I need to make new column/s that consists of the sales shifted back from 1 to 7 days. I've decided to sort the data frame by date, product and location. The I concatenate item and location as its own column.
Using that column I loop through each unique item/location concatenation and make the shifted sales columns. This code is below:
import pandas as pd
#sort values by item, location, date
df = df.sort_values(['date', 'product', 'location'])
df['sort_values'] = df['product']+"_"+df['location']
df1 = pd.DataFrame()
z = 0
for i in list(df['sort_values'].unique()):
df_ = df[df['sort_values']==i]
df_ = df_.sort_values('ORD_DATE')
df_['eaches_1'] = df_['eaches'].shift(-1)
df_['eaches_2'] = df_['eaches'].shift(-2)

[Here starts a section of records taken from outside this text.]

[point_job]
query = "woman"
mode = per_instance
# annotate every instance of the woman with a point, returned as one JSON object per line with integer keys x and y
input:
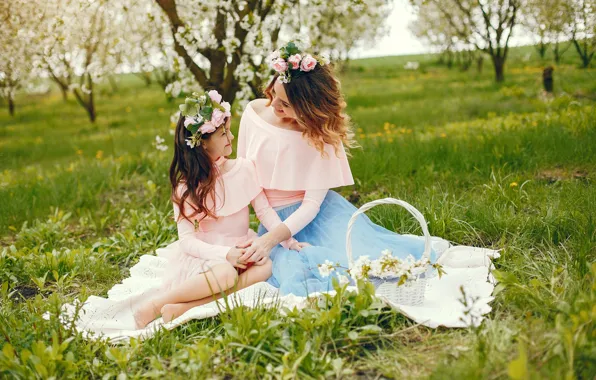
{"x": 297, "y": 138}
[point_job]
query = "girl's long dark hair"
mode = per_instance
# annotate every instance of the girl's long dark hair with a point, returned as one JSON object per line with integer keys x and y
{"x": 194, "y": 168}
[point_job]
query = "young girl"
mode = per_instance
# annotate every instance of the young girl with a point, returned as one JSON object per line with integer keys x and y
{"x": 211, "y": 194}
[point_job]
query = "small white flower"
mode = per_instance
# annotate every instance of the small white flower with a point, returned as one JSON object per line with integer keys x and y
{"x": 324, "y": 59}
{"x": 326, "y": 268}
{"x": 343, "y": 280}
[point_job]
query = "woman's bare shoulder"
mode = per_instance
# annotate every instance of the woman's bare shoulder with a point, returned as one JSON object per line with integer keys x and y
{"x": 259, "y": 105}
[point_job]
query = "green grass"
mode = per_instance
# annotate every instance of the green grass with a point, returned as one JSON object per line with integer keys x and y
{"x": 489, "y": 165}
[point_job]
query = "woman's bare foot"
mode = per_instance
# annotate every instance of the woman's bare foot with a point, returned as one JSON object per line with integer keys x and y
{"x": 172, "y": 311}
{"x": 145, "y": 314}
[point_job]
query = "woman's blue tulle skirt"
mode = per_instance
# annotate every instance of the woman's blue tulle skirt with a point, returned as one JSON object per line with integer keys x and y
{"x": 297, "y": 272}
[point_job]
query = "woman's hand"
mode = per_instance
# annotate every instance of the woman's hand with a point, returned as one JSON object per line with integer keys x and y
{"x": 234, "y": 255}
{"x": 297, "y": 246}
{"x": 259, "y": 250}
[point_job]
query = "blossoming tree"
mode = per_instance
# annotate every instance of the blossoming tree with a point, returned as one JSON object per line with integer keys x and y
{"x": 15, "y": 48}
{"x": 223, "y": 43}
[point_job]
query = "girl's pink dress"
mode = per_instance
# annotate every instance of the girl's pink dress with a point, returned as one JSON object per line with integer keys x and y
{"x": 207, "y": 245}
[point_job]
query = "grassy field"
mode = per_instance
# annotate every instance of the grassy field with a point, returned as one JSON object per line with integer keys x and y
{"x": 491, "y": 165}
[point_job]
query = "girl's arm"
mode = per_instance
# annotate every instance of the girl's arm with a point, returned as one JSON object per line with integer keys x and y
{"x": 194, "y": 246}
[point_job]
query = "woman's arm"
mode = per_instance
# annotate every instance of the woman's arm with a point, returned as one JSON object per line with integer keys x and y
{"x": 307, "y": 211}
{"x": 278, "y": 233}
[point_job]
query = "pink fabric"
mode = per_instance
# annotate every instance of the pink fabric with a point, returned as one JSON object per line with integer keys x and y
{"x": 285, "y": 160}
{"x": 235, "y": 188}
{"x": 307, "y": 211}
{"x": 208, "y": 244}
{"x": 269, "y": 217}
{"x": 283, "y": 198}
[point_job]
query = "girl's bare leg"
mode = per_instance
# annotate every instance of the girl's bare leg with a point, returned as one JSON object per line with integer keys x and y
{"x": 252, "y": 275}
{"x": 219, "y": 278}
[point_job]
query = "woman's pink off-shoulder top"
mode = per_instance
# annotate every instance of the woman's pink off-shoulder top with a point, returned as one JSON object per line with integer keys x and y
{"x": 289, "y": 169}
{"x": 234, "y": 191}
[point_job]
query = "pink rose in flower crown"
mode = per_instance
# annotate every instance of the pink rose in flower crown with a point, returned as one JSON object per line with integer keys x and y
{"x": 295, "y": 61}
{"x": 188, "y": 120}
{"x": 279, "y": 65}
{"x": 308, "y": 63}
{"x": 207, "y": 128}
{"x": 217, "y": 117}
{"x": 227, "y": 107}
{"x": 215, "y": 96}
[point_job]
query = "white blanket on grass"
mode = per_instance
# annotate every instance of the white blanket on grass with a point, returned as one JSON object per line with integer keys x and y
{"x": 467, "y": 268}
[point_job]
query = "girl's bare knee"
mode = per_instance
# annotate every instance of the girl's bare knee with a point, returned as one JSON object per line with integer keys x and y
{"x": 231, "y": 275}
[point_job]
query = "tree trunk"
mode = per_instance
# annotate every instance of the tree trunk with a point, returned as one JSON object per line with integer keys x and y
{"x": 449, "y": 59}
{"x": 583, "y": 53}
{"x": 10, "y": 105}
{"x": 113, "y": 83}
{"x": 547, "y": 79}
{"x": 542, "y": 47}
{"x": 556, "y": 52}
{"x": 64, "y": 93}
{"x": 91, "y": 105}
{"x": 499, "y": 64}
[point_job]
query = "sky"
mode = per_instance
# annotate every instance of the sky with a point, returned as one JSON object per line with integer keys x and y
{"x": 400, "y": 41}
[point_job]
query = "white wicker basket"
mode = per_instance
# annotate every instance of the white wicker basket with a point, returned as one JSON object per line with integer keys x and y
{"x": 412, "y": 291}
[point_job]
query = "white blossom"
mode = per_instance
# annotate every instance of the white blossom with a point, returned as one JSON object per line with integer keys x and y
{"x": 326, "y": 268}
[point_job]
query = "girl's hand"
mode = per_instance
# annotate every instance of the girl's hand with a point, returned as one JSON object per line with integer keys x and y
{"x": 297, "y": 246}
{"x": 259, "y": 249}
{"x": 234, "y": 255}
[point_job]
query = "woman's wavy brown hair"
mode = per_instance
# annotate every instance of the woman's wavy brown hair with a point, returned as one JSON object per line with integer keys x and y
{"x": 194, "y": 168}
{"x": 316, "y": 98}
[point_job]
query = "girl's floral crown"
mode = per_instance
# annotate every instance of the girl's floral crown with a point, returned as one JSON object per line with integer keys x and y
{"x": 289, "y": 62}
{"x": 203, "y": 114}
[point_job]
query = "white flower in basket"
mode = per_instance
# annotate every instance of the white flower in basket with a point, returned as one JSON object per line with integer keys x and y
{"x": 401, "y": 281}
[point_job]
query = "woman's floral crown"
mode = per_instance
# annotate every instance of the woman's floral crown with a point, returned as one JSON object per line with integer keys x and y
{"x": 289, "y": 62}
{"x": 204, "y": 113}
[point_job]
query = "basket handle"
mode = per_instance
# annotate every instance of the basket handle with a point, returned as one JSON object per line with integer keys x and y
{"x": 367, "y": 206}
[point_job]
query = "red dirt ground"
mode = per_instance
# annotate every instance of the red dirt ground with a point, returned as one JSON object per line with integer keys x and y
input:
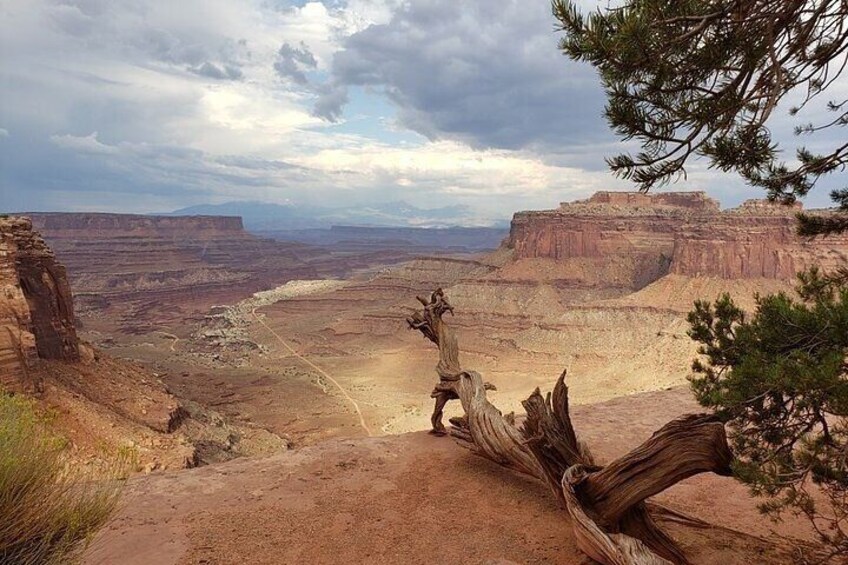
{"x": 412, "y": 498}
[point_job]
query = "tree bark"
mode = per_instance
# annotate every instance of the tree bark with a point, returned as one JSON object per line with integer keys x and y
{"x": 609, "y": 516}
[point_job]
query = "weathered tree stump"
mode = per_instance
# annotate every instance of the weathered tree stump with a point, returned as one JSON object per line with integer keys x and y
{"x": 606, "y": 505}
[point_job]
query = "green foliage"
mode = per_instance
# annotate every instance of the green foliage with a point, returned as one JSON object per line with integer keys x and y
{"x": 703, "y": 77}
{"x": 50, "y": 511}
{"x": 780, "y": 382}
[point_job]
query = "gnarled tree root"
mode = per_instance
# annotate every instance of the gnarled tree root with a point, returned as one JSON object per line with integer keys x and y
{"x": 607, "y": 507}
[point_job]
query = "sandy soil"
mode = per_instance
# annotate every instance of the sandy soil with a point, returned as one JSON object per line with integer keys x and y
{"x": 412, "y": 498}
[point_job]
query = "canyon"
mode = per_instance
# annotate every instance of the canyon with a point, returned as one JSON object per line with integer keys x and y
{"x": 633, "y": 239}
{"x": 223, "y": 343}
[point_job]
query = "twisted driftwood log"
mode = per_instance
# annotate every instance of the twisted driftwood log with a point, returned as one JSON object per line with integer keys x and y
{"x": 611, "y": 521}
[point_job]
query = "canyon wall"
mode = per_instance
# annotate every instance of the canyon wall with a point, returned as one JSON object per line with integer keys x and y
{"x": 36, "y": 309}
{"x": 755, "y": 240}
{"x": 632, "y": 239}
{"x": 612, "y": 239}
{"x": 151, "y": 267}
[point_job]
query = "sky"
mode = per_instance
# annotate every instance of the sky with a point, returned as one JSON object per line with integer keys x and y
{"x": 149, "y": 106}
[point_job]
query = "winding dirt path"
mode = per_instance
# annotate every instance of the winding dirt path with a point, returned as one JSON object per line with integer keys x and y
{"x": 321, "y": 371}
{"x": 171, "y": 336}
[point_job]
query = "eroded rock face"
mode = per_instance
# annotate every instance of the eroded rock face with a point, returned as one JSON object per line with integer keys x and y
{"x": 755, "y": 240}
{"x": 614, "y": 239}
{"x": 36, "y": 309}
{"x": 632, "y": 239}
{"x": 149, "y": 267}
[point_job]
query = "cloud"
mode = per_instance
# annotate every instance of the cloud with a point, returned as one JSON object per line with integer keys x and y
{"x": 83, "y": 144}
{"x": 128, "y": 106}
{"x": 293, "y": 62}
{"x": 485, "y": 72}
{"x": 218, "y": 72}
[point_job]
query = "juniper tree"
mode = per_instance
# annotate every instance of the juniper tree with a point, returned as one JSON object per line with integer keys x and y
{"x": 703, "y": 77}
{"x": 780, "y": 382}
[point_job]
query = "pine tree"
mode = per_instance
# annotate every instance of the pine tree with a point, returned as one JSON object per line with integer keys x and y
{"x": 703, "y": 77}
{"x": 780, "y": 382}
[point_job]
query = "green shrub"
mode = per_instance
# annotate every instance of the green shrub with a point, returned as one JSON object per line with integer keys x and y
{"x": 50, "y": 511}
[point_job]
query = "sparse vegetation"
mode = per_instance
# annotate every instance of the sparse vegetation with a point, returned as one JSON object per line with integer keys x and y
{"x": 50, "y": 509}
{"x": 779, "y": 380}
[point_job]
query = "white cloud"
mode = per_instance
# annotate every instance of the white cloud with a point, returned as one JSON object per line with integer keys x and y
{"x": 155, "y": 105}
{"x": 83, "y": 144}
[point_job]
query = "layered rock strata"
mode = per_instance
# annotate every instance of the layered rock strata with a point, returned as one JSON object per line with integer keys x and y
{"x": 36, "y": 309}
{"x": 140, "y": 263}
{"x": 632, "y": 239}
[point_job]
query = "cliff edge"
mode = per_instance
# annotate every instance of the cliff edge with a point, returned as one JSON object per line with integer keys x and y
{"x": 36, "y": 313}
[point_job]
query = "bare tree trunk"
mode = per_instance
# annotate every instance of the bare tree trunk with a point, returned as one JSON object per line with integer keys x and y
{"x": 606, "y": 505}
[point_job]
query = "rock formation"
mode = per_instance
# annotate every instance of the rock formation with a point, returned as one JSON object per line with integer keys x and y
{"x": 36, "y": 310}
{"x": 150, "y": 265}
{"x": 755, "y": 240}
{"x": 632, "y": 239}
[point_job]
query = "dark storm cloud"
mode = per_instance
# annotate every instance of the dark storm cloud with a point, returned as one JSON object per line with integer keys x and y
{"x": 486, "y": 72}
{"x": 330, "y": 103}
{"x": 293, "y": 62}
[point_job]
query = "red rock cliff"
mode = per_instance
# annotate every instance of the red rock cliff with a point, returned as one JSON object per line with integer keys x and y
{"x": 624, "y": 238}
{"x": 88, "y": 225}
{"x": 36, "y": 310}
{"x": 649, "y": 235}
{"x": 154, "y": 268}
{"x": 756, "y": 240}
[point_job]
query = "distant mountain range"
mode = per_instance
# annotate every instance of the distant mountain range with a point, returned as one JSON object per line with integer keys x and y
{"x": 265, "y": 216}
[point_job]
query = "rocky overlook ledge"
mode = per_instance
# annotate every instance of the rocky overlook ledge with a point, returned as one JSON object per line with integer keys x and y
{"x": 36, "y": 310}
{"x": 646, "y": 236}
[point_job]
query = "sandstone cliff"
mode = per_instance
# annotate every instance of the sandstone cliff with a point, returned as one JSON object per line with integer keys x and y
{"x": 151, "y": 267}
{"x": 632, "y": 239}
{"x": 755, "y": 240}
{"x": 612, "y": 239}
{"x": 36, "y": 310}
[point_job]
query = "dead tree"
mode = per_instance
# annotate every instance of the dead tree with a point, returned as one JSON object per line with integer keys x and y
{"x": 611, "y": 521}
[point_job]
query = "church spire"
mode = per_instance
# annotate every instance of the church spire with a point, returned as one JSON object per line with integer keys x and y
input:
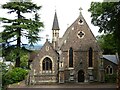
{"x": 55, "y": 23}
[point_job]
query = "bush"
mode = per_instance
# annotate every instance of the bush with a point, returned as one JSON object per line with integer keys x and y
{"x": 15, "y": 75}
{"x": 110, "y": 78}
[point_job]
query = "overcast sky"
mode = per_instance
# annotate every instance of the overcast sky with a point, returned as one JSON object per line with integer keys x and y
{"x": 67, "y": 13}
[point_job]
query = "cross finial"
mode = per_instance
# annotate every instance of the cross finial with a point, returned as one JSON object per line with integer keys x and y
{"x": 47, "y": 37}
{"x": 80, "y": 10}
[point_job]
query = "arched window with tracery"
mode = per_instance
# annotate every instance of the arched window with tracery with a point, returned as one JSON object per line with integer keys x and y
{"x": 90, "y": 57}
{"x": 70, "y": 57}
{"x": 47, "y": 64}
{"x": 109, "y": 69}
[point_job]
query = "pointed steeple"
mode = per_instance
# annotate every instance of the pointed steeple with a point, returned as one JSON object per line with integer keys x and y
{"x": 55, "y": 23}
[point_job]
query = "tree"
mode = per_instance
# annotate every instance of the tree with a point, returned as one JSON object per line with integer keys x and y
{"x": 19, "y": 27}
{"x": 107, "y": 43}
{"x": 106, "y": 15}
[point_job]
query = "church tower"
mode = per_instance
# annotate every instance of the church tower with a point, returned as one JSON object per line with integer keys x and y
{"x": 55, "y": 32}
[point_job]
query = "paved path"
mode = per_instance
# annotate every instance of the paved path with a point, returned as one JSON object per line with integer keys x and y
{"x": 79, "y": 85}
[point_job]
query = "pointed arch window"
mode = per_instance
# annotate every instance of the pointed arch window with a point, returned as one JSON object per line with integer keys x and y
{"x": 90, "y": 57}
{"x": 47, "y": 64}
{"x": 70, "y": 57}
{"x": 109, "y": 70}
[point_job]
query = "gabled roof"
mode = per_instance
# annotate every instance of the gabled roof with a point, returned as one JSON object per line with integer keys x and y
{"x": 112, "y": 58}
{"x": 55, "y": 23}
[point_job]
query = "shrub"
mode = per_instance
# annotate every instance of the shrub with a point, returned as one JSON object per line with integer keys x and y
{"x": 15, "y": 75}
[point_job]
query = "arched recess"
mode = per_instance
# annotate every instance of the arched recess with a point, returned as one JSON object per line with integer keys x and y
{"x": 90, "y": 61}
{"x": 43, "y": 58}
{"x": 81, "y": 76}
{"x": 47, "y": 64}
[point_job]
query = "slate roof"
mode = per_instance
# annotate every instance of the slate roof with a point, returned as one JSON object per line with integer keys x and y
{"x": 112, "y": 58}
{"x": 55, "y": 23}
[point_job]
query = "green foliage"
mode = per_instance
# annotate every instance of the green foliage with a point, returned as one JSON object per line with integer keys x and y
{"x": 24, "y": 61}
{"x": 15, "y": 75}
{"x": 106, "y": 16}
{"x": 107, "y": 43}
{"x": 110, "y": 78}
{"x": 19, "y": 27}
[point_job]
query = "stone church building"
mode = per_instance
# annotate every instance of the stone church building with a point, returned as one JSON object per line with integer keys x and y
{"x": 73, "y": 58}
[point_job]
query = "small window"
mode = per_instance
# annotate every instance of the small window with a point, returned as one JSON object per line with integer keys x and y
{"x": 90, "y": 57}
{"x": 109, "y": 70}
{"x": 70, "y": 57}
{"x": 47, "y": 64}
{"x": 81, "y": 34}
{"x": 81, "y": 22}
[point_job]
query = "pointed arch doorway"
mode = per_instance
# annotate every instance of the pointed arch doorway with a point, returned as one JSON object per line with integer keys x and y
{"x": 81, "y": 76}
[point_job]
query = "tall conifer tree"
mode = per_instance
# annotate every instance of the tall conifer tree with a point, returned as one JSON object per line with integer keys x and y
{"x": 20, "y": 26}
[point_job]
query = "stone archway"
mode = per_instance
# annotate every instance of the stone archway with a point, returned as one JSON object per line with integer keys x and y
{"x": 81, "y": 76}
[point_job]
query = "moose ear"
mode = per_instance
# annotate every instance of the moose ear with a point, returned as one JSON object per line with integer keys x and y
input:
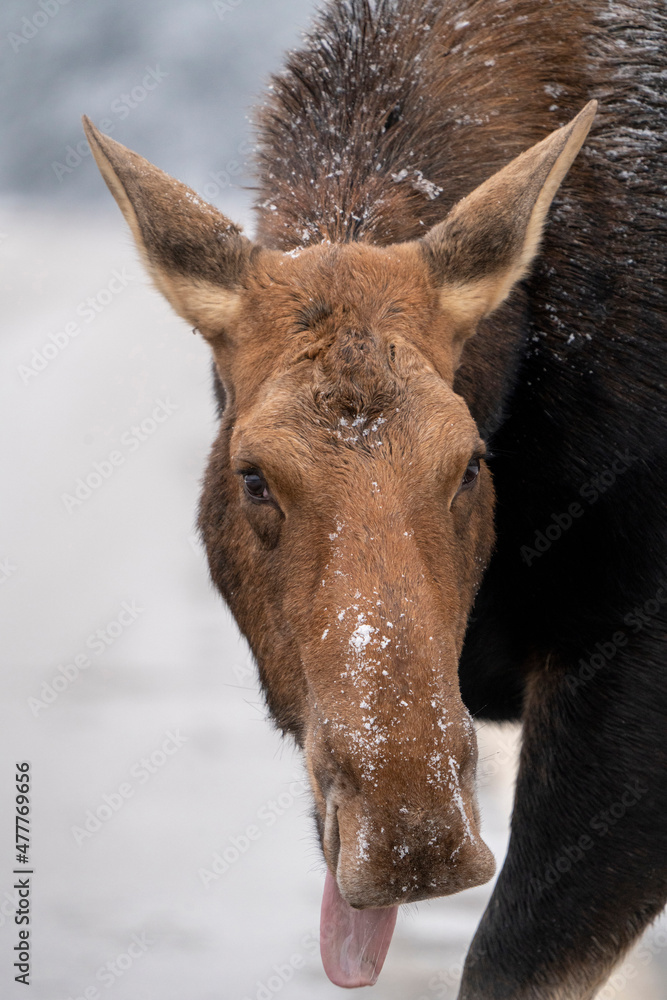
{"x": 196, "y": 257}
{"x": 489, "y": 239}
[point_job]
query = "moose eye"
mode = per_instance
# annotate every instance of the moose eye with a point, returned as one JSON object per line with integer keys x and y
{"x": 256, "y": 487}
{"x": 470, "y": 475}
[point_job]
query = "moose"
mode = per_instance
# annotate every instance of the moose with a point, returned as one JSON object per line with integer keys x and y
{"x": 438, "y": 489}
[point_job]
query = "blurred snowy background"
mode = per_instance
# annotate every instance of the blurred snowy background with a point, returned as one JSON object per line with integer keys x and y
{"x": 124, "y": 680}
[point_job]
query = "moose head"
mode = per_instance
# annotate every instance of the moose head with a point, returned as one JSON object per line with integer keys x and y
{"x": 348, "y": 510}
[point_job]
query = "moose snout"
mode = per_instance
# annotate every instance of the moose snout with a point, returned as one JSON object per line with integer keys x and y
{"x": 402, "y": 852}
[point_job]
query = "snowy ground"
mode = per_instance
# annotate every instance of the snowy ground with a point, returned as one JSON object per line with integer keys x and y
{"x": 174, "y": 672}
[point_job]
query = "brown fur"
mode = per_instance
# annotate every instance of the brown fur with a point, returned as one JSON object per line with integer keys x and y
{"x": 355, "y": 583}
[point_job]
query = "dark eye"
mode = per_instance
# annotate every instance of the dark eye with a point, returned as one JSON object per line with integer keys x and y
{"x": 256, "y": 487}
{"x": 470, "y": 475}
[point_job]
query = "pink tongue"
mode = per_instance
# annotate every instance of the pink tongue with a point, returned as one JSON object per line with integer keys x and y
{"x": 353, "y": 943}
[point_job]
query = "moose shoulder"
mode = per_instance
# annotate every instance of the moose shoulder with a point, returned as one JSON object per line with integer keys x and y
{"x": 371, "y": 356}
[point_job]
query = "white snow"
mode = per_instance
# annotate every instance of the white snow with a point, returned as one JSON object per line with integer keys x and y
{"x": 180, "y": 666}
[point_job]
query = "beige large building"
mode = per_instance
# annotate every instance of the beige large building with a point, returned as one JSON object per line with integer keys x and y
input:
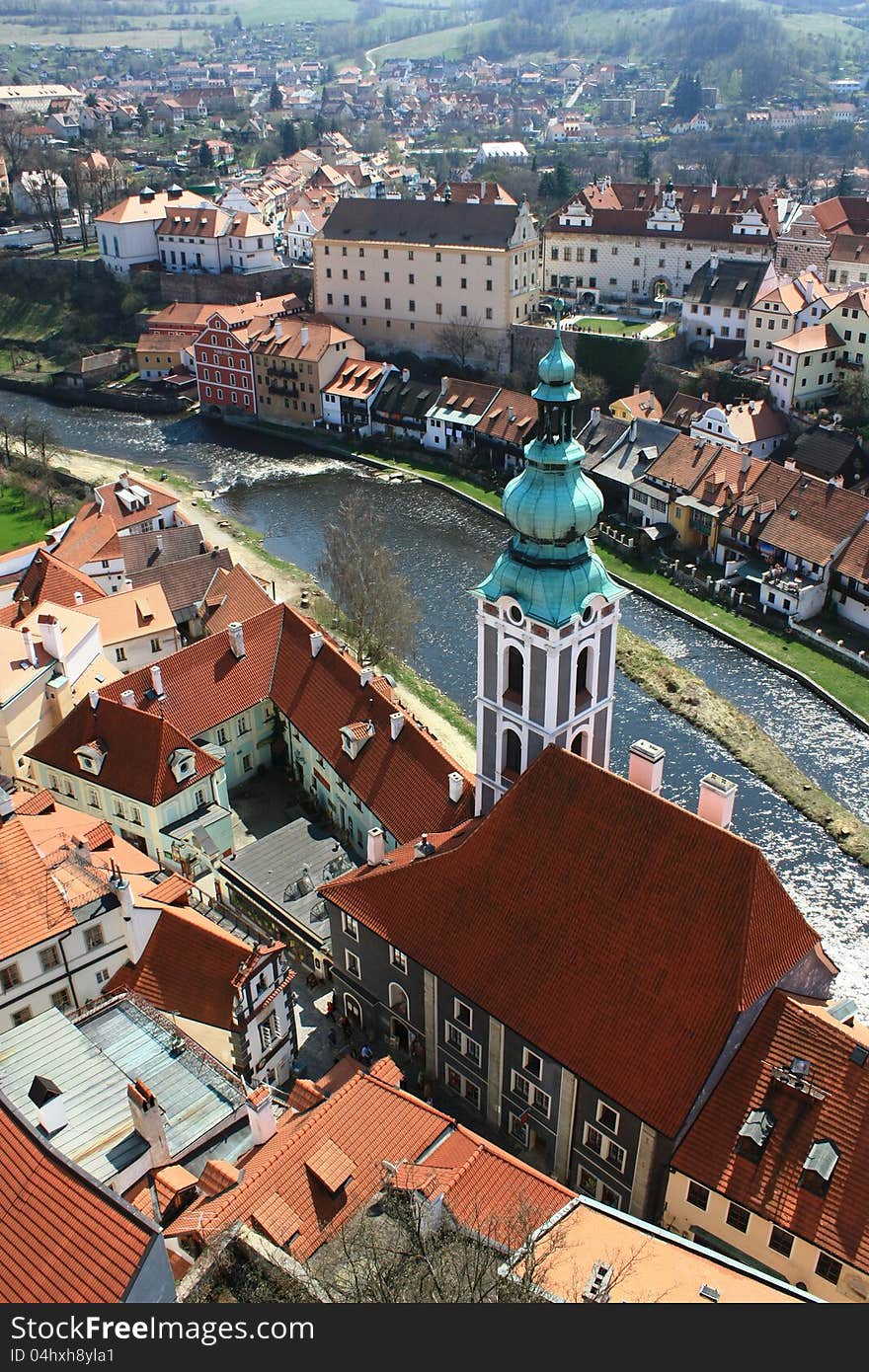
{"x": 435, "y": 277}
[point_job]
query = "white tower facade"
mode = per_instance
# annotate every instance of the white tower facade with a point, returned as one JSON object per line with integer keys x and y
{"x": 548, "y": 611}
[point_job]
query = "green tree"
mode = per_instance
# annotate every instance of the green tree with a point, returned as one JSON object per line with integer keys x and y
{"x": 372, "y": 595}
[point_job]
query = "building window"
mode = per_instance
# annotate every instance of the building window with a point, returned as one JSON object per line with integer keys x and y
{"x": 738, "y": 1217}
{"x": 780, "y": 1241}
{"x": 49, "y": 957}
{"x": 463, "y": 1013}
{"x": 531, "y": 1063}
{"x": 608, "y": 1117}
{"x": 10, "y": 977}
{"x": 697, "y": 1195}
{"x": 828, "y": 1269}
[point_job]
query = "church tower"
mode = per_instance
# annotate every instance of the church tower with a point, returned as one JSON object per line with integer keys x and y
{"x": 548, "y": 611}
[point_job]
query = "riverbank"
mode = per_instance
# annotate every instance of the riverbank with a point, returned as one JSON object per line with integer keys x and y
{"x": 430, "y": 706}
{"x": 688, "y": 696}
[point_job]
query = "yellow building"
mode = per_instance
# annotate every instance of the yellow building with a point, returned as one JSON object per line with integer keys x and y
{"x": 436, "y": 277}
{"x": 294, "y": 358}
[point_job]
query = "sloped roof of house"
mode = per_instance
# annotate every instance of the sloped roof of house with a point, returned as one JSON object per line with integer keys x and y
{"x": 137, "y": 746}
{"x": 320, "y": 1169}
{"x": 528, "y": 914}
{"x": 815, "y": 519}
{"x": 189, "y": 966}
{"x": 787, "y": 1029}
{"x": 65, "y": 1238}
{"x": 404, "y": 781}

df_['eaches_3'] = df_['eaches'].shift(-3)
df_['eaches_4'] = df_['eaches'].shift(-4)
df_['eaches_5'] = df_['eaches'].shift(-5)
df_['eaches_6'] = df_['eaches'].shift(-6)
df_['eaches_7'] = df_['eaches'].shift(-7)
df1 = pd.concat((df1, df_))
z+=1
if z % 100 == 0:
print(z)
The above code gets me exactly what I want, but takes FOREVER to complete. Is there a faster way to accomplish what I want?